After tumor removal and at the end of radiotherapy the frequency of both Mo-MDSCs and G-MDSCs was significantly increased relative to values at time of diagnosis, and returned to pre-therapy levels 6–8 weeks after the end of radiotherapy (Fig. 4C-D). Strikingly, within the G-MDSCs population, the fractions of CD117 expressing cells significantly decreased after tumor removal and this decrease persisted after the end of radiotherapy (Fig. 4E). Surgery had no impact on the fraction of CD163+ G-MDSCs population (Fig. 4F). Radiotherapy itself had an impact on G-MDSC expressing CD163, but not CD117 (Fig. 4E-F).
The presence of one particular cell cluster expressing only CD11b and CD15 (Pop 1, 6 and 7) clearly decreased after radiotherapy. Another population expressing CD11b but lacking expression of all tested markers significantly increased during and after radiotherapy (Pop 16, 18, 12, 15 and 26) (Fig. 4G-H). The latter observation suggest that some populations defined by non-standard marker combinations may be potentially interesting candidates to investigate further with an extended panel or markers.
Analysis of total blood leukocytes for CD117, IL-10, FN1, and ARG1 mRNA expression by RT-qPCR revealed no observable differences in their expression levels (Supplementary Figure S5).
Adjuvant radiotherapy increases the frequency of CD4+ memory and regulatory T cells, and induces changes in non-standard lymphocytic populations
Likewise, we performed unsupervised analysis of the lymphocyte populations at the three time-points after surgery and radiotherapy. Visualization by tSNE revealed distinctive changes in marker expression profiles. Eleven cells clusters were found highly differentially represented in one group compared to the other ones (Fig. 5A-B). After tumor removal we observed highly variable effects on the frequency of T lymphocyte subpopulations, most of which were inconsistent and statistically non-significant.
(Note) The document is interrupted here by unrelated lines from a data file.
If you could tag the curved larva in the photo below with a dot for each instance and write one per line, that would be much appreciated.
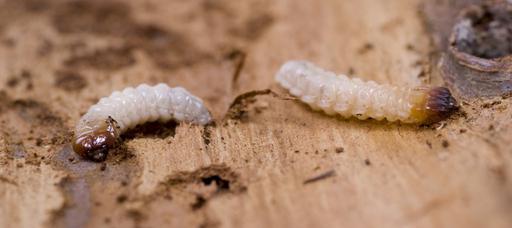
(99, 129)
(338, 94)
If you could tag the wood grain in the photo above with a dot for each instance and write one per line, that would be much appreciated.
(248, 171)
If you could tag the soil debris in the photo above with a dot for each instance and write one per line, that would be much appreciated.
(330, 173)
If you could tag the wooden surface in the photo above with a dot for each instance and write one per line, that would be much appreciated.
(253, 170)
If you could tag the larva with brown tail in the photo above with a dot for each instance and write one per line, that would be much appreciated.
(100, 128)
(338, 94)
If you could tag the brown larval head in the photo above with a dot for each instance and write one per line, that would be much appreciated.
(432, 104)
(95, 145)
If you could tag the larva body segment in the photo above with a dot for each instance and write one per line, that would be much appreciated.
(338, 94)
(99, 129)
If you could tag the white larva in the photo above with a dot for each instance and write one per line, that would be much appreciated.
(338, 94)
(99, 129)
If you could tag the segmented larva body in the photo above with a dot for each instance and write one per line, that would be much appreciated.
(338, 94)
(99, 129)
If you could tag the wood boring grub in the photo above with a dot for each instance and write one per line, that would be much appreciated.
(92, 187)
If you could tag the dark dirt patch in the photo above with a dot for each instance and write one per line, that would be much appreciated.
(69, 80)
(238, 108)
(23, 78)
(105, 18)
(238, 58)
(206, 134)
(222, 176)
(466, 39)
(255, 26)
(152, 130)
(320, 177)
(485, 31)
(106, 59)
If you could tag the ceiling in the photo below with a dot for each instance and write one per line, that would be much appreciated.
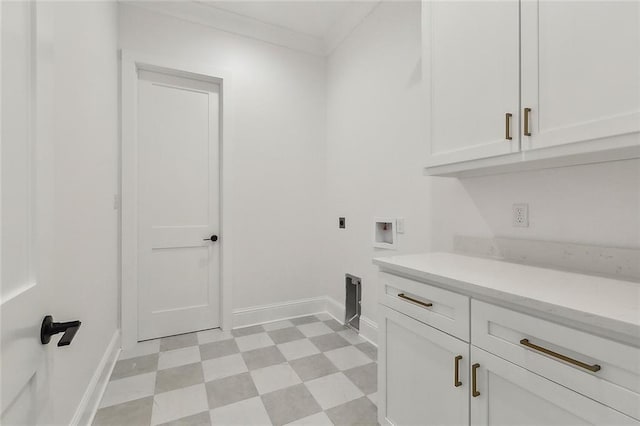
(314, 26)
(314, 18)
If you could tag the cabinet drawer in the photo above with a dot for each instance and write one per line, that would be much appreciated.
(601, 369)
(442, 309)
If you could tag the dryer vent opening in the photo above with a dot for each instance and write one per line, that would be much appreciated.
(353, 295)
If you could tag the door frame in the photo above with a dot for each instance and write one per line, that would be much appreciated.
(131, 62)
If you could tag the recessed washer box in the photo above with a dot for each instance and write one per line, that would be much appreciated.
(385, 234)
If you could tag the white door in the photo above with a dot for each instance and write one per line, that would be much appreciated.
(471, 70)
(178, 205)
(418, 384)
(26, 173)
(509, 395)
(580, 70)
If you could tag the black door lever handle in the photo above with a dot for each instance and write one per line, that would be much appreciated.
(49, 328)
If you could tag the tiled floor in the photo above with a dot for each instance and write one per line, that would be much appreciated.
(304, 371)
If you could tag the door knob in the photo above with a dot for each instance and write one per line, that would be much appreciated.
(49, 328)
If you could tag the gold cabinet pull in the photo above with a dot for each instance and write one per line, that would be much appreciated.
(456, 377)
(527, 114)
(474, 390)
(411, 299)
(593, 368)
(507, 126)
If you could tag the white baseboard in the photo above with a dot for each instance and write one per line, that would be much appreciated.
(278, 311)
(93, 394)
(295, 308)
(369, 329)
(335, 309)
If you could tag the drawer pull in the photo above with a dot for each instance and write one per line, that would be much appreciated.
(474, 390)
(593, 368)
(507, 130)
(456, 378)
(410, 299)
(527, 113)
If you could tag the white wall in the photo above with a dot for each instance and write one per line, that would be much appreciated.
(278, 144)
(376, 151)
(85, 225)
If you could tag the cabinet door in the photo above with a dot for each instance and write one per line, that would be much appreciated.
(580, 71)
(417, 374)
(471, 72)
(509, 395)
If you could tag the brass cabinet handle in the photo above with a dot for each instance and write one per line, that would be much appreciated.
(425, 304)
(456, 377)
(527, 113)
(593, 368)
(474, 391)
(507, 126)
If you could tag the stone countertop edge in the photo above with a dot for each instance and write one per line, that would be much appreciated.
(611, 324)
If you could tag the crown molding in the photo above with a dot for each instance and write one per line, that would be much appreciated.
(233, 23)
(349, 21)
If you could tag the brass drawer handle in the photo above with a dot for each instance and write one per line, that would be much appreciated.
(410, 299)
(527, 113)
(474, 390)
(593, 368)
(456, 378)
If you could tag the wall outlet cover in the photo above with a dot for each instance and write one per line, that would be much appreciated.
(520, 215)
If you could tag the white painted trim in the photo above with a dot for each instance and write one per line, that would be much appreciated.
(90, 401)
(369, 330)
(356, 14)
(335, 309)
(255, 315)
(130, 63)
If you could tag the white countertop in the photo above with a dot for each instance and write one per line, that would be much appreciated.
(602, 305)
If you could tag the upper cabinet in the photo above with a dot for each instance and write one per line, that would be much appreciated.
(471, 67)
(580, 70)
(520, 85)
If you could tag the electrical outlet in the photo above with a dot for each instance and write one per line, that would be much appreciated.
(521, 215)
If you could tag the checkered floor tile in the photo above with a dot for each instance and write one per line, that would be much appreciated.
(304, 371)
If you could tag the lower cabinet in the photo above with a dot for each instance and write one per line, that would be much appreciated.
(423, 374)
(509, 395)
(428, 377)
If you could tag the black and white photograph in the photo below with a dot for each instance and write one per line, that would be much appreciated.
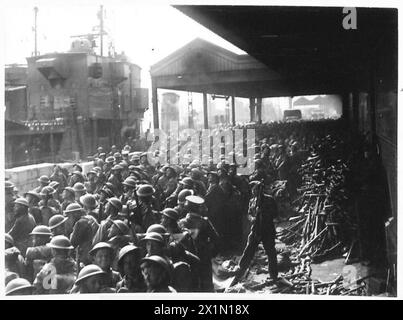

Among the stably differentially represented clusters at the various time-points, a CD3+ cell population positive for CD4 and CD8 (Cluster 25), and a CD3+CD4+CD127+CD45RO+ population (Cluster 41) appeared at higher frequency after treatment (Fig. 5C-D). Strikingly, the frequency of this CD45RO+RA- memory subset within the CD3+CD4+ lymphocyte population was significantly and consistently increased at the end of radiotherapy and this increase was still evident 6–8 weeks later. A similar increase was also present among CD4+ regulatory T cells, corresponding to cluster 23 and 30, which also persisted after the end of radiotherapy (Fig. 5E-G).